Microbial communities are thought to contain keystone species, which can disproportionately affect the stability of the communities, even if only present in low abundances. Identifying these keystone species can be challenging, especially in the human gut, since it is not feasible to isolate them through systematic elimination.
Researchers led by a team at Brigham and Women’s Hospital, a founding member of the Mass General Brigham healthcare system, have designed a new data-driven keystone species identification (DKI) framework that uses machine learning to resolve this difficulty.
Using a deep-learning model trained on real human gut microbiome data from a curated metagenomic database, the investigators were able to simulate the removal of any species in any gut microbiome sample. This “thought experiment” enabled them to calculate the “keystoneness” or the relative essentiality of each species in each community.
The scientists found that the predicted keystone species varied across communities. Some scored low median keystoneness across all samples, and were unlikely to be essential to any community. By contrast, those species with high median scores were likely to be keystone in some communities, but not in others. Similar results were also observed from human oral microbiome and environmental microbiomes. These results imply that the notion of keystone microbial species is community specific or context dependent.
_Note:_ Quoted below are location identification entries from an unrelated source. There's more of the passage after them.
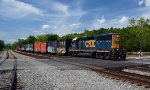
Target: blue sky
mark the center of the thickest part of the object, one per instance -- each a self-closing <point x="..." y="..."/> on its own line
<point x="21" y="18"/>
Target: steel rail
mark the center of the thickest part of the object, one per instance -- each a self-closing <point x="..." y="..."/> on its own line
<point x="14" y="77"/>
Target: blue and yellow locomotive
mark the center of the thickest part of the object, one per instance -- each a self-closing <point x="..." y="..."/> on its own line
<point x="103" y="46"/>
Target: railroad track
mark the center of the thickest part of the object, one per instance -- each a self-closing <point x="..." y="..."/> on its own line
<point x="113" y="73"/>
<point x="8" y="77"/>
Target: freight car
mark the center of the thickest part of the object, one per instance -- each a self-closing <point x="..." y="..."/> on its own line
<point x="40" y="47"/>
<point x="103" y="46"/>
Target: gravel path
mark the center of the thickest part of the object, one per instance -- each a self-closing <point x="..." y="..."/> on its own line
<point x="137" y="72"/>
<point x="35" y="75"/>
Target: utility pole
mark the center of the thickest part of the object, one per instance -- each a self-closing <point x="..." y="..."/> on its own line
<point x="140" y="52"/>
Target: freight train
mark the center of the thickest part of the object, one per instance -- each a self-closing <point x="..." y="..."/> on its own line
<point x="103" y="46"/>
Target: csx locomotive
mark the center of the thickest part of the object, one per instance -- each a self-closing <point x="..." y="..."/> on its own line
<point x="103" y="46"/>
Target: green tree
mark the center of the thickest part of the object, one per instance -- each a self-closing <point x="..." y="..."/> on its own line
<point x="2" y="45"/>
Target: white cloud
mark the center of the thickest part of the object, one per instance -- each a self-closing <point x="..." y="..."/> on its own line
<point x="123" y="20"/>
<point x="102" y="23"/>
<point x="17" y="9"/>
<point x="60" y="30"/>
<point x="141" y="2"/>
<point x="60" y="7"/>
<point x="45" y="27"/>
<point x="147" y="3"/>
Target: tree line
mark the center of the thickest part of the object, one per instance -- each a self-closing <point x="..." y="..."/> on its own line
<point x="134" y="36"/>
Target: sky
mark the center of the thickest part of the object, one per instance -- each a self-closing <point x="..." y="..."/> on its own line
<point x="21" y="18"/>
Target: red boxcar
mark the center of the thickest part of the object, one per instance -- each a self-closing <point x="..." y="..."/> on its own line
<point x="37" y="46"/>
<point x="40" y="47"/>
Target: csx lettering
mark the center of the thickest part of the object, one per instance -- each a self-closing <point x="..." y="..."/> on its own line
<point x="90" y="43"/>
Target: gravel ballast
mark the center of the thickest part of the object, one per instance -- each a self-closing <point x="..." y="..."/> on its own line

Many human gut microbial species are known to have essential functions such as breaking down complex starches or maintaining healthy intestinal environments. The authors were able to use their DKI framework to identify potential keystone species involved in such functions, including one that aids digestion in formula-fed infants and adults.
“Our DKI framework demonstrates the power of machine learning in tackling a fundamental problem in community ecology,” said Yang-Yu Liu, PhD, of the Channing Division of Network Medicine at Brigham and Women’s Hospital. “Our DKI framework can be adapted to facilitate future data-driven work on complex microbial communities.”